Both ‘sides’ agree the university needs to ensure its biscuits are well-buttered, only disagreeing on which brand of butter.
During the first week of April, the loud silence was broken with the Vice Chancellor unveiling a long string of achievements that included a US $25 million donation from a Silicon Valley outfit – the biggest in The UWI’s history.
Then came the La Soufriere volcano, which not only disturbed the silence but also provided another platform to highlight the positive role of the UWI’s Seismology Research Center and the way the entire university became engaged in offering assistance and solidarity to the multi-island state after 30% of its population was displaced.
The UWI and the Organization of Eastern Caribbean States (OECS) have been at the forefront of the Caribbean’s response to the emergency created by the volcano eruption, with Saint Lucia as the hub, the closest neighbour to La Soufriere providing a humanitarian bridge to ship and channel aid to St.

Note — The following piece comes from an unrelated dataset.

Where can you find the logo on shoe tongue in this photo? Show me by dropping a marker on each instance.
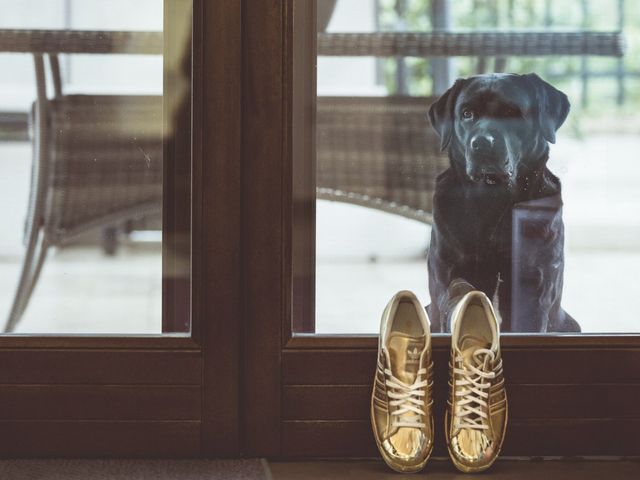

Vincent and the Grenadines, from where Cuban, Venezuelan and a tremendous amount of regional private sector emergency supplies, equipment and personnel have been transmitted in the three weeks since the eruption next door.
And then came the George Floyd Trial and the finding of the killer-cop guilty on all three counts of murder and manslaughter.
And then came this final week in April and the Vice Chancellor’s virtual press conference celebrating The UWI’s continuing success in climbing the ladder among the highest top-ranking universities in the world for yet another year.
And then, the return of the silence of suspense…
As you read this Saturday column, the UWI Council will have met the day before (Friday the 30th) at the end of a week during which neither of the contending forces made any public statement about intentions or expectations.
Not a word about the demand by the commissioners that the Vice Chancellery be reshaped outside the image and likeness of the Vice Chancellor, not a word about the future of the Vice Chancellor’s contract.
This is a different silence that does not bode well for reporters sniffing for scoops, but does well for the ability of the main players to finally keep their cards – and the game — on the table.
Sir Hilary has been the most flamboyant, far-reaching, visionary and activist Vice Chancellor, incomparable to any other in the unique way he’s led the institution in the past six years up to yesterday.
Not everyone likes or supports his style, but he’s shown the physical, material and practical results of his activist international outreach, which no one can say has been at all injurious to The UWI’s health.
The commission’s entire assessments and findings were made, looking ahead based on past performances and making forward projections and anticipations, considering likely scenarios within the context of distinct and identified possibilities and making recommendations based on worst case scenarios that can happen, but have not.
The Vice Chancellor’s supporters argue, however, that in order to paint the possibility of a dull future the Commissioners may have too-hurriedly overlooked the university’s long string of positive achievements under Sir Hilary’s watch.
But that eerie silence has ended and whether it will be followed by loud applause or more dead silence, will be known by tomorrow when we’ll all know for whom the bells tolled!
The results of yesterday’s meeting will be known across the region later today (Friday), but given the importance of the conclusions to its very future, I have no doubt at all that irrespective of whatever it is, The UWI will be there tomorrow (May Day 2021) – and next year.
Because The UWI’s survived everything thrown at it from the break-up of the Federation to now, for all of over seven decades, mainly, if not only because of the sterling leadership it has enjoyed from then to now — from Sir Arthur Lewis to Sir Hilary Beckles.
And of course, the likes of Saint Lucia’s Professor Sir Roy Augier!
Meanwhile, I dare say: Happy Holiday, UWI!